Experimental study to improve the performance of solar still desalination by hydrophobic condensation surface using cold plasma technology

Abstract

Improvement of solar still desalination performance has become the agenda of researchers in recent years to be able to make the most of the development of such systems in times of crisis and water scarcity. In the current experimental study, using two solar still desalination systems, the effect of cold plasma coat using Dielectric Barrier Discharge (DBD) on the condensation surface is investigated. To achieve this goal, two still solar systems are tested under the same climatic conditions to demonstrate the effects of the cold plasma coating on the condensation surface wettability and hydrophobicity. Additionally, influence of plasma layer on the internal condensing surface temperature and freshwater production rate is examined. Experimental results show that the contact angle between water droplets and glass cover after using plasma coating will increase, which increases the surface hydrophobicity.

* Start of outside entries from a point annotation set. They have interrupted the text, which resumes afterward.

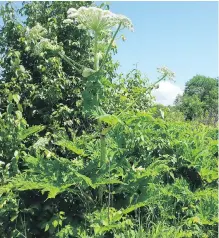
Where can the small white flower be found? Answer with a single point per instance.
(166, 72)
(97, 19)
(68, 21)
(87, 72)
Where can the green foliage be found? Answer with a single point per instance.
(91, 157)
(200, 100)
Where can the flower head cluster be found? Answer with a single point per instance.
(166, 72)
(97, 19)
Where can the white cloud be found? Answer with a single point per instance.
(166, 93)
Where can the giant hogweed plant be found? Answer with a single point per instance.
(104, 26)
(140, 159)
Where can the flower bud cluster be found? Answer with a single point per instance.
(166, 72)
(97, 19)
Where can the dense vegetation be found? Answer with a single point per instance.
(87, 153)
(200, 100)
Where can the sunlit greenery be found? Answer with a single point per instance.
(86, 152)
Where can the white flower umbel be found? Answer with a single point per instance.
(165, 72)
(100, 23)
(97, 19)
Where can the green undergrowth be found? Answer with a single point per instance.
(159, 180)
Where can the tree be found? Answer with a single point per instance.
(200, 99)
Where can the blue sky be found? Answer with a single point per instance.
(180, 35)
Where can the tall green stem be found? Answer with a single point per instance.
(96, 60)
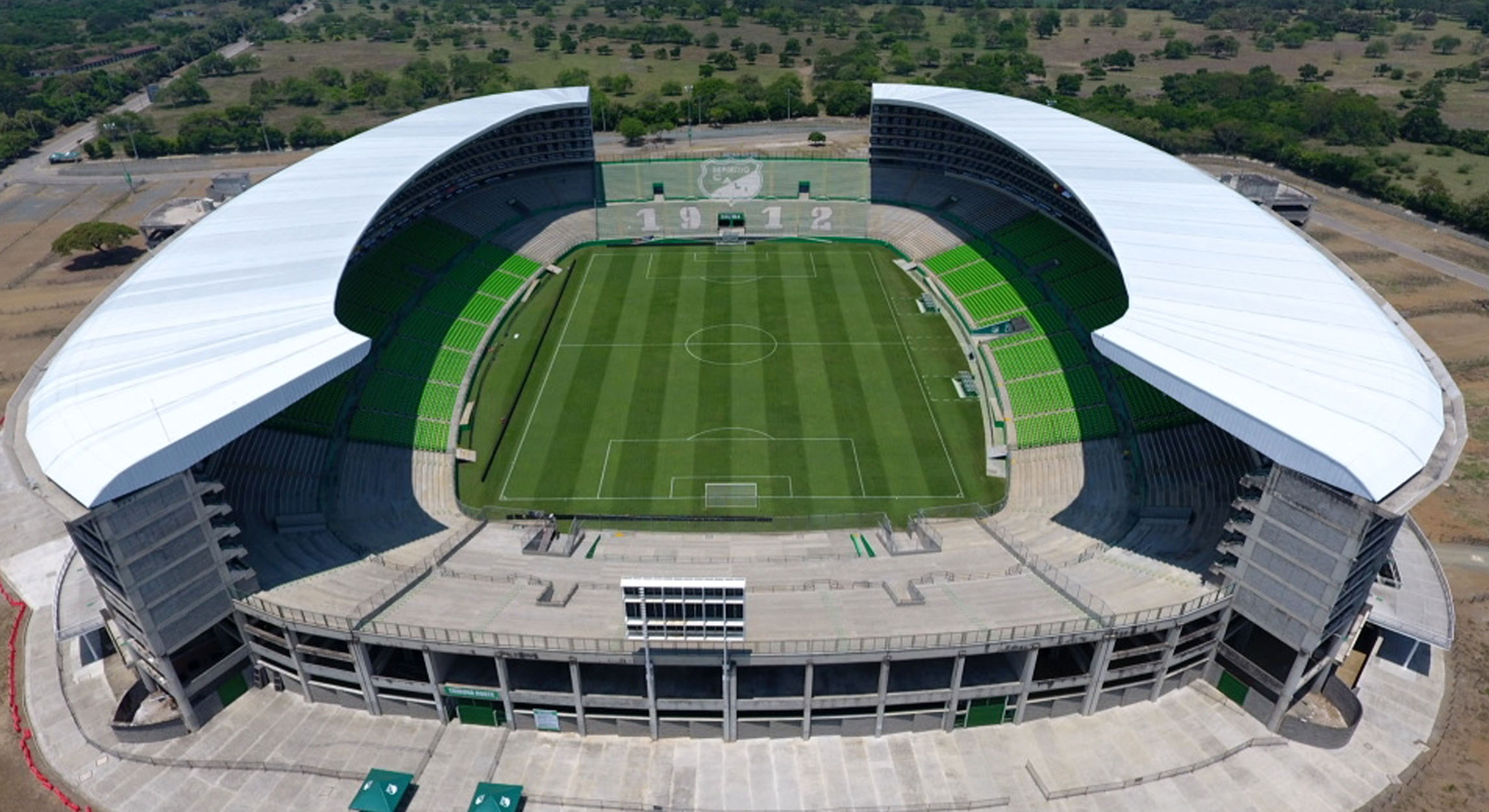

Results reveal that the amount of produced fresh water in the uncoated surface desalination system equivalent to 485 ml, while in the system with cold plasma, the maximum productivity with the maximum average solar radiation of 1000 W/m2 and the absorber wall temperature of 70.1 °C, and surface angle of 35° in the experiment day is about 610 mL. Additionally, calculations represent that the produced freshwater using plasma coating increases by 25.7% compared to the uncoated system. The quality of lab-prepared saltwater samples was analyzed before and after desalination, and the results comply with the World Health Organization guidelines for drinking water quality.